We then examined the impact of internalized PD-associated α-synuclein fibrils on disease progression, focusing specifically on neuroinflammation which is a critical pathological feature of synucleinopathic brain tissue [8]. Given the established role of reactive oxygen species (ROS) as key mediators of neuroinflammation [9], we analyzed their production levels within our PD model. Consistent with previous studies, the treatment and subsequent internalization of PD-associated α-synuclein fibrils in our model led to a robust increase in ROS production compared with the control group (Fig. 3c,e). The toxicity of PD-associated α-synuclein fibrils was further evidenced by the noticeable activation of caspase-dependent apoptosis within our PD model, indicating the implication of fibrillar α-synuclein in the neuronal loss observed in PD patients (Fig. 3d,e). This observation aligns well with previous findings that link α-synuclein fibrilization to neuron death [10].
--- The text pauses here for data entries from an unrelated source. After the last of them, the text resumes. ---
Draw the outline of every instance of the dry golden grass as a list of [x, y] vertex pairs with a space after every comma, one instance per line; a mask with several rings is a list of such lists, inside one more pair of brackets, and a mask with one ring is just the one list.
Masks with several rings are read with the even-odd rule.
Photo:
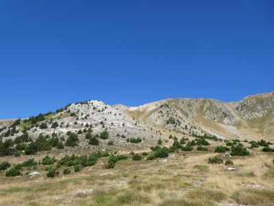
[[[210, 141], [211, 142], [211, 141]], [[211, 142], [214, 148], [220, 142]], [[219, 203], [273, 204], [273, 153], [253, 150], [232, 159], [236, 168], [208, 164], [212, 152], [171, 153], [162, 159], [119, 161], [114, 169], [103, 168], [108, 157], [81, 172], [30, 179], [25, 174], [5, 177], [0, 173], [1, 205], [216, 205]], [[212, 150], [211, 150], [212, 151]], [[220, 154], [219, 154], [220, 155]], [[42, 155], [34, 156], [36, 160]], [[30, 157], [1, 158], [12, 163]], [[26, 171], [24, 171], [25, 174]], [[254, 188], [253, 188], [254, 187]]]

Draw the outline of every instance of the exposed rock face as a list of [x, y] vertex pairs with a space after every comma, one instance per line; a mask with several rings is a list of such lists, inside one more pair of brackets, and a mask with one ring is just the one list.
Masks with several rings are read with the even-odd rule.
[[[14, 120], [0, 121], [0, 135], [7, 132]], [[55, 122], [58, 126], [51, 128]], [[46, 128], [40, 128], [42, 123], [47, 125]], [[22, 131], [23, 126], [16, 126], [16, 129]], [[177, 98], [129, 107], [88, 101], [73, 104], [48, 115], [45, 120], [32, 125], [29, 133], [33, 137], [41, 133], [62, 135], [91, 126], [94, 134], [107, 130], [110, 139], [114, 141], [114, 149], [129, 145], [143, 148], [155, 144], [162, 137], [161, 133], [168, 135], [172, 131], [198, 135], [208, 133], [221, 139], [264, 137], [274, 140], [274, 92], [228, 103], [211, 99]], [[19, 132], [7, 138], [14, 139], [21, 134]], [[127, 138], [145, 137], [145, 140], [132, 146], [126, 139], [119, 137], [122, 135]], [[107, 141], [103, 141], [107, 144]], [[81, 141], [81, 145], [88, 146], [85, 140]], [[105, 149], [103, 144], [101, 149]]]

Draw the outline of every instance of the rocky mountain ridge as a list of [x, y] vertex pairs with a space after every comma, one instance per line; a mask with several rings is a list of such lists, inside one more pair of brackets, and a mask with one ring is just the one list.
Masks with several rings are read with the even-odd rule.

While this study demonstrates the feasibility and potential of our approach, it has yet to fully capture the organ-specific cellular heterogeneity of the cerebro-vasculature and its perivascular environment. Thus, further research efforts are necessary to engineer the vasculogenic co-culturing process involving brain endothelial cells, pericytes, and astrocytes, aiming to more accurately replicate the brain-specific blood vessel network and its perivascular region [11]. Despite this challenge, we believe that our work embodies significant conceptual and technical innovations as crucial initial steps towards our ultimate goal of effectively modeling complex physiological and pathological systems for biomedical and pharmaceutical applications in neurodegenerative diseases.

Acknowledgements (Optional): This work was supported by the Binghamton University Transdisciplinary Area of Excellence (TAE) Seed Grant award.